Memory leak from threading but not pmap

I have a function that takes a set of parameters, runs a simulation, and returns 5 values in a named tuple. It does no IO and only calls rand() with a seeded RNG that is explicitly passed to hopefully avoid any unsafe threading.

If I run Julia (nightly on linux skylake Xeon) with 4 threads, it will work well for a small number of iterations, but then the memory usage will gradually creep up. Each iteration takes 1-2 seconds, so with the normal GC noise, I expect the memory usage to go up and down by 200MB every few seconds.

For example, in the first few minutes, Julia will use 400-600MB, but by 10 minutes, it’s over 1GB, and by an hour, it’s at 30GB (but still with the 200MB variations).

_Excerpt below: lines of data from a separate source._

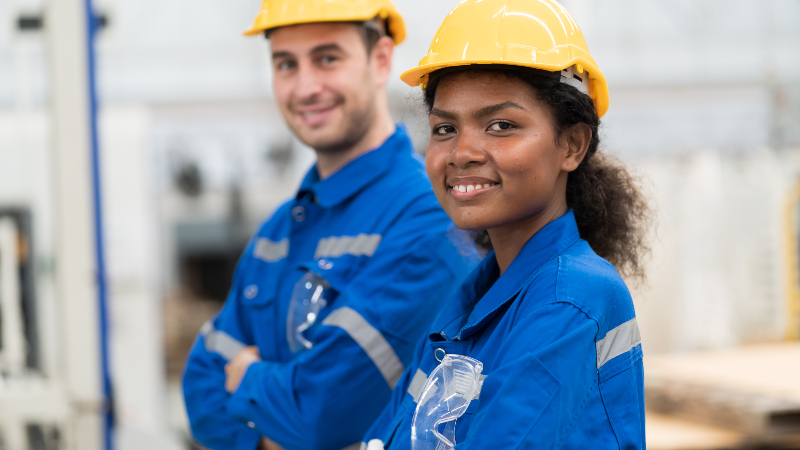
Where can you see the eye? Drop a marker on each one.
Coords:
(501, 126)
(444, 130)
(286, 65)
(328, 59)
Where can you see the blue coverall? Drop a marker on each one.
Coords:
(560, 348)
(376, 233)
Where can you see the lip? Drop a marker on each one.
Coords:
(316, 116)
(470, 183)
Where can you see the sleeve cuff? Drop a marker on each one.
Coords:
(241, 403)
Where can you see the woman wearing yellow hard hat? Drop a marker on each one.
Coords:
(539, 348)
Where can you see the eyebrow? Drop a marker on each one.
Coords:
(318, 49)
(326, 48)
(489, 110)
(483, 112)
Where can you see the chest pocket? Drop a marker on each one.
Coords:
(258, 285)
(622, 389)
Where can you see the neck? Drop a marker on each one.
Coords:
(508, 240)
(381, 129)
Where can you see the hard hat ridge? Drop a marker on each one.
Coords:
(535, 34)
(281, 13)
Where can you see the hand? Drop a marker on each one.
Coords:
(236, 368)
(266, 444)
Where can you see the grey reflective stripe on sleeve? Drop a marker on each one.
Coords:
(370, 340)
(220, 342)
(621, 339)
(361, 245)
(271, 251)
(420, 379)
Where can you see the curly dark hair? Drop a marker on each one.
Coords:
(611, 212)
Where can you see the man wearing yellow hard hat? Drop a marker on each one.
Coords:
(539, 348)
(335, 289)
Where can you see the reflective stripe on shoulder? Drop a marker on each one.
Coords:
(361, 245)
(621, 339)
(220, 342)
(420, 379)
(370, 340)
(271, 251)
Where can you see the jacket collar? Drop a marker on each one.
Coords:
(358, 173)
(484, 291)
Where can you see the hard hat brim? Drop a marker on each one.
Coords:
(418, 76)
(394, 19)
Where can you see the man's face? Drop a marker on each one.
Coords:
(325, 83)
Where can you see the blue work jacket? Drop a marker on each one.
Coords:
(560, 348)
(375, 232)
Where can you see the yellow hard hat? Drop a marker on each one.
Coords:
(281, 13)
(539, 34)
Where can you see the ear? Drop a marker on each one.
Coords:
(381, 60)
(576, 140)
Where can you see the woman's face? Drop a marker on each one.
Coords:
(494, 158)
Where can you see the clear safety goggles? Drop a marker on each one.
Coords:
(448, 392)
(308, 298)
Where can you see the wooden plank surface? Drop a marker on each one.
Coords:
(754, 390)
(669, 433)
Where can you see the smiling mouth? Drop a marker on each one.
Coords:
(464, 188)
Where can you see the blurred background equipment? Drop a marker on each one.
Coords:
(705, 106)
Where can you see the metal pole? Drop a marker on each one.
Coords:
(80, 277)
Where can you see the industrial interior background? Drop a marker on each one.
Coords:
(705, 107)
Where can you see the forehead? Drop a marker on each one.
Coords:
(299, 39)
(471, 90)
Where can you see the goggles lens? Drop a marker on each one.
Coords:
(308, 298)
(448, 392)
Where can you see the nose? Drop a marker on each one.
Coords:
(309, 83)
(467, 152)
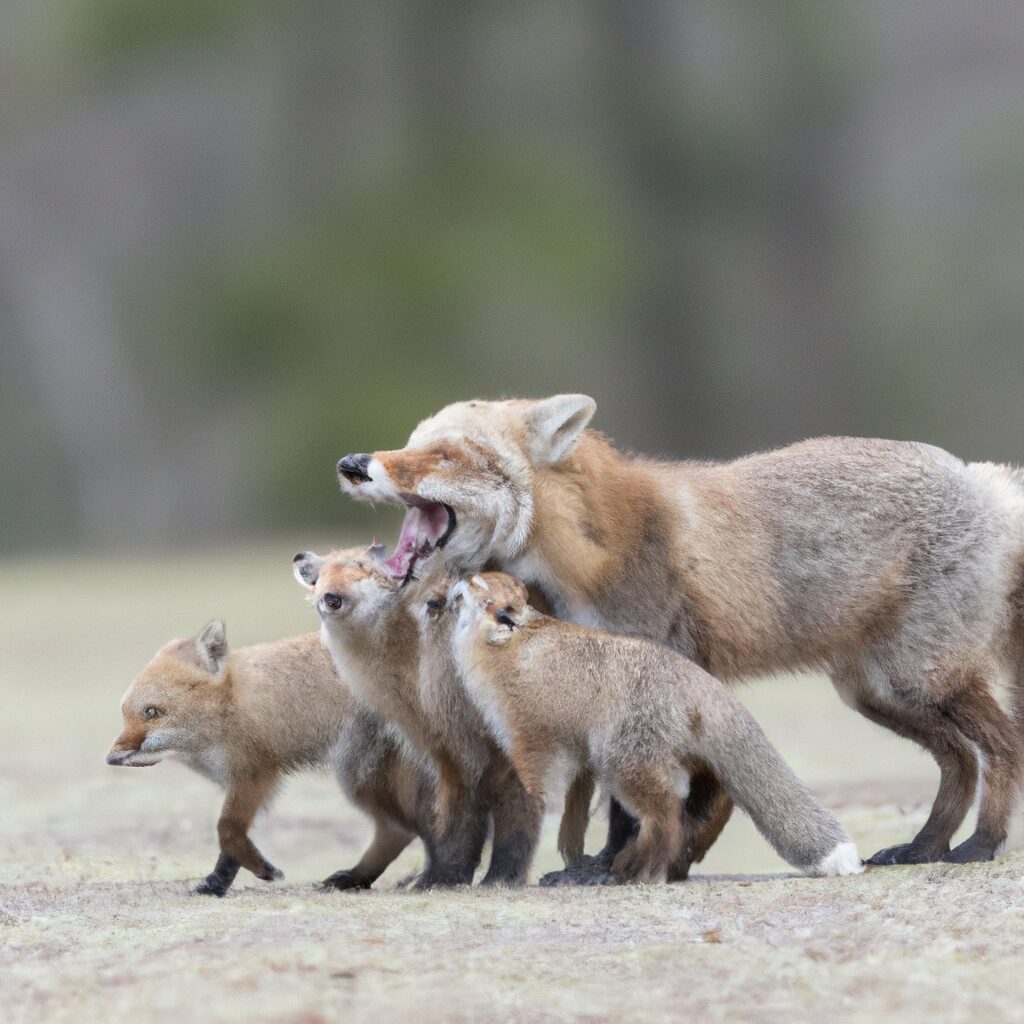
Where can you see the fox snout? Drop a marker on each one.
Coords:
(123, 749)
(354, 468)
(117, 757)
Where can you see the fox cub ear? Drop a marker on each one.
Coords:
(212, 644)
(306, 566)
(556, 424)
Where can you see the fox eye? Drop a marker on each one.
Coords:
(505, 619)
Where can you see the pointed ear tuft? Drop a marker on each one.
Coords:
(556, 425)
(212, 645)
(306, 566)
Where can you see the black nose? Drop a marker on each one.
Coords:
(353, 468)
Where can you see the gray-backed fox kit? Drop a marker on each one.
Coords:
(371, 623)
(246, 718)
(894, 566)
(642, 716)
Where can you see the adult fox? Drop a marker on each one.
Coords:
(895, 566)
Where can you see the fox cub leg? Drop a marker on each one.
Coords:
(517, 819)
(458, 834)
(659, 839)
(705, 813)
(576, 817)
(245, 798)
(389, 840)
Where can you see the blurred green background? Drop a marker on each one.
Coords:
(242, 239)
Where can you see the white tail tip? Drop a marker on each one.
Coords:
(844, 859)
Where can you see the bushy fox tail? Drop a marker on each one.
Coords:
(800, 829)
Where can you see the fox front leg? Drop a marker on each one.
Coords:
(219, 880)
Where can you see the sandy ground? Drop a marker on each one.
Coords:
(97, 922)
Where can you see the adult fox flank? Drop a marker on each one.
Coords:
(374, 628)
(642, 716)
(246, 718)
(895, 566)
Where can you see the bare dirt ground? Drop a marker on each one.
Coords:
(97, 922)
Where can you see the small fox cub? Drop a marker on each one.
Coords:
(246, 719)
(642, 715)
(374, 626)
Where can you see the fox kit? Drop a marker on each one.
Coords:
(371, 624)
(247, 718)
(643, 716)
(895, 566)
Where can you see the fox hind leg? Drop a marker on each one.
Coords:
(659, 838)
(979, 717)
(923, 722)
(389, 840)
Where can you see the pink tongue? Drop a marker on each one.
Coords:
(423, 526)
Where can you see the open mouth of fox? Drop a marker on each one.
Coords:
(427, 527)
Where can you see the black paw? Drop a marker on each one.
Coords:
(345, 880)
(212, 886)
(905, 853)
(591, 871)
(973, 849)
(502, 882)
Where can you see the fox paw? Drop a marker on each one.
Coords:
(591, 871)
(906, 853)
(212, 886)
(345, 880)
(973, 849)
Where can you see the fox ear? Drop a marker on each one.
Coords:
(212, 644)
(306, 566)
(556, 424)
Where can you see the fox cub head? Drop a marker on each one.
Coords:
(172, 707)
(491, 607)
(352, 584)
(467, 477)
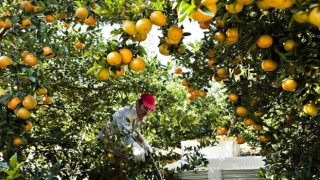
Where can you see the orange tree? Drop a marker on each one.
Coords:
(263, 52)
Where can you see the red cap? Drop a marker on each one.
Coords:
(149, 101)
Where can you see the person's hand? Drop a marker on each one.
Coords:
(147, 147)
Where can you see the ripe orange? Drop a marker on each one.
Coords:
(222, 131)
(126, 55)
(114, 58)
(25, 5)
(301, 16)
(120, 72)
(23, 113)
(31, 60)
(233, 97)
(185, 82)
(219, 36)
(17, 141)
(129, 27)
(26, 22)
(175, 33)
(47, 51)
(258, 127)
(242, 111)
(222, 72)
(79, 45)
(178, 70)
(143, 26)
(240, 140)
(137, 64)
(234, 8)
(158, 18)
(13, 103)
(248, 122)
(289, 84)
(263, 138)
(202, 93)
(42, 91)
(201, 16)
(29, 102)
(269, 65)
(28, 127)
(90, 21)
(82, 13)
(310, 109)
(289, 45)
(264, 41)
(314, 16)
(5, 61)
(47, 100)
(49, 18)
(163, 49)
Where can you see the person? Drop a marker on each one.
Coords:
(128, 121)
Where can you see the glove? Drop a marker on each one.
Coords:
(147, 147)
(138, 152)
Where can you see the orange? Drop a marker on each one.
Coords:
(120, 72)
(79, 45)
(263, 138)
(234, 8)
(126, 55)
(301, 16)
(49, 18)
(248, 122)
(264, 41)
(26, 22)
(269, 65)
(82, 13)
(258, 127)
(163, 49)
(240, 140)
(289, 45)
(202, 93)
(222, 131)
(42, 91)
(158, 18)
(140, 37)
(310, 109)
(185, 82)
(114, 58)
(17, 141)
(289, 84)
(13, 103)
(46, 51)
(47, 100)
(90, 21)
(201, 16)
(219, 36)
(31, 60)
(222, 72)
(175, 33)
(137, 64)
(5, 61)
(25, 5)
(242, 111)
(28, 127)
(143, 26)
(314, 16)
(220, 22)
(178, 70)
(129, 27)
(29, 102)
(233, 97)
(23, 113)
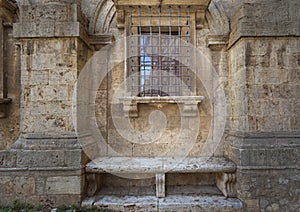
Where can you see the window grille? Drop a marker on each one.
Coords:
(159, 52)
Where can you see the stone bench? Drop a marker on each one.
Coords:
(224, 169)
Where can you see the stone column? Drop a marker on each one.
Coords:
(53, 51)
(264, 140)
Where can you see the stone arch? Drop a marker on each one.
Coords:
(217, 19)
(103, 17)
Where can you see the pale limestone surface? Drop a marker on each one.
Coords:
(253, 47)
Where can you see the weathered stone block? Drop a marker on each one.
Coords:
(64, 185)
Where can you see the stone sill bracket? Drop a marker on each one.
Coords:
(189, 104)
(4, 102)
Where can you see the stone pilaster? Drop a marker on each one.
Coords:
(53, 51)
(264, 140)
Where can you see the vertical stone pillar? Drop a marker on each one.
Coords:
(52, 41)
(53, 51)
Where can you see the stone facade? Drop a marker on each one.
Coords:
(61, 108)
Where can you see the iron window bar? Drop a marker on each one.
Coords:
(159, 63)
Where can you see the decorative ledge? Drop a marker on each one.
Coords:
(3, 106)
(214, 41)
(189, 103)
(100, 40)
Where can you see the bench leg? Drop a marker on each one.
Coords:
(226, 183)
(160, 185)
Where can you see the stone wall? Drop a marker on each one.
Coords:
(258, 71)
(264, 97)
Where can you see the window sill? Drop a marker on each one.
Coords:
(189, 103)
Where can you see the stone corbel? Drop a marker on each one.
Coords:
(160, 185)
(226, 184)
(217, 41)
(200, 18)
(130, 109)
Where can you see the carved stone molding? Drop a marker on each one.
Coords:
(189, 103)
(200, 18)
(93, 183)
(217, 41)
(160, 185)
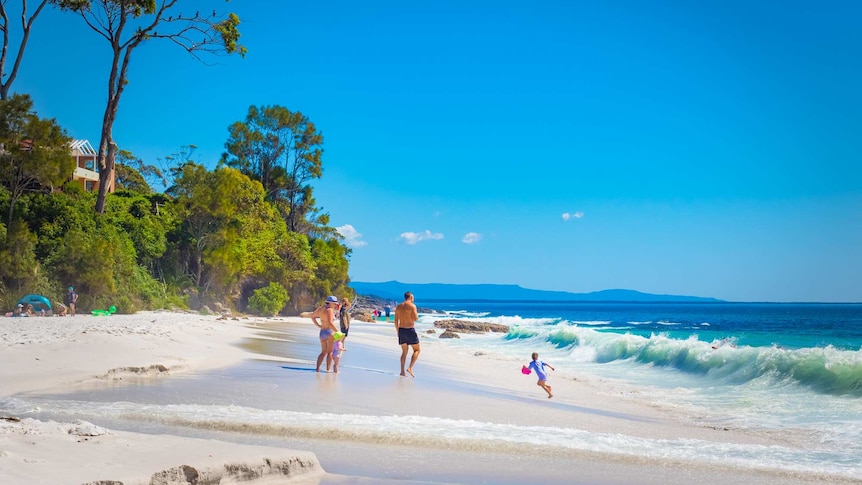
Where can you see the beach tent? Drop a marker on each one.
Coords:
(39, 302)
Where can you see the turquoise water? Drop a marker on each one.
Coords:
(788, 370)
(814, 346)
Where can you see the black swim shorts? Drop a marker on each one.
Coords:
(407, 336)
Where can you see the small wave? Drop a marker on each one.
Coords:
(592, 322)
(824, 370)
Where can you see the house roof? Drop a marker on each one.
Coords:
(82, 147)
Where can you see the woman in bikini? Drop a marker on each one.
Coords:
(326, 324)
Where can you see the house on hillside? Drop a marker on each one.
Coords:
(86, 173)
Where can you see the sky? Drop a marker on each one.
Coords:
(708, 148)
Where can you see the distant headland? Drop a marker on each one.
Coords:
(427, 292)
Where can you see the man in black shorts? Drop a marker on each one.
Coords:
(405, 320)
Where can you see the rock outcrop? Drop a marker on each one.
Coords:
(465, 326)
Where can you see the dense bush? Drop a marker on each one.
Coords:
(268, 300)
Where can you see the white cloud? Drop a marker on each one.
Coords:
(471, 238)
(352, 237)
(416, 237)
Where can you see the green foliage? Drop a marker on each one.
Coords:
(214, 235)
(269, 300)
(330, 276)
(20, 272)
(282, 150)
(35, 155)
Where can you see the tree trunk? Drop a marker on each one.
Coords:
(107, 147)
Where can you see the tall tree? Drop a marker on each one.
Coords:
(35, 152)
(7, 76)
(282, 150)
(127, 24)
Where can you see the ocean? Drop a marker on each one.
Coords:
(793, 370)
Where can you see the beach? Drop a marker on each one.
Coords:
(177, 395)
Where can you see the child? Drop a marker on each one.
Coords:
(539, 366)
(337, 349)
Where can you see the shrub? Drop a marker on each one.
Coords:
(268, 300)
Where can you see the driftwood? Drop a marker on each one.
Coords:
(464, 326)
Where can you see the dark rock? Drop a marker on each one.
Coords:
(464, 326)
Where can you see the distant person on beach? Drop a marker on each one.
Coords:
(344, 320)
(538, 367)
(405, 321)
(71, 300)
(326, 324)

When I run the same code with pmap and 4 workers, each worker stays between 250-310MB with no leakage even after hours.

Any ideas on how to debug what’s going on?

2 Likes

I assume you are using a separate RNG object per thread?

2 Likes

Can you post some code/MWE. I have access to a server with a decent amount of RAM that I can test and try to reproduce.

3 Likes

Yes, I just pass an Int seed as one.of.the parameters and then the RNG is initialized by the function being run in parallel.

Thanks, I’ll give it a try but probably not. Unfortunately the simulation that the function runs has thousands of lines of proprietary code.

Ok, I managed to find a very minimal example that eats up 5-10GB of memory within a few seconds:

Threads.@threads for i in 1:100000
    sum(collect(1:10^6))
end

I’m not passing any options to Julia, just setting JULIA_NUM_THREADS=4.

Filed an issue here:

Meaning you’re explicitly creating a MersenneTwister object (or pcg, whatever your preferred and is), and all your calls torand look like rand(mt)?

Edit: although that’s obviously not the problem in your sum(collect(1:N)) example.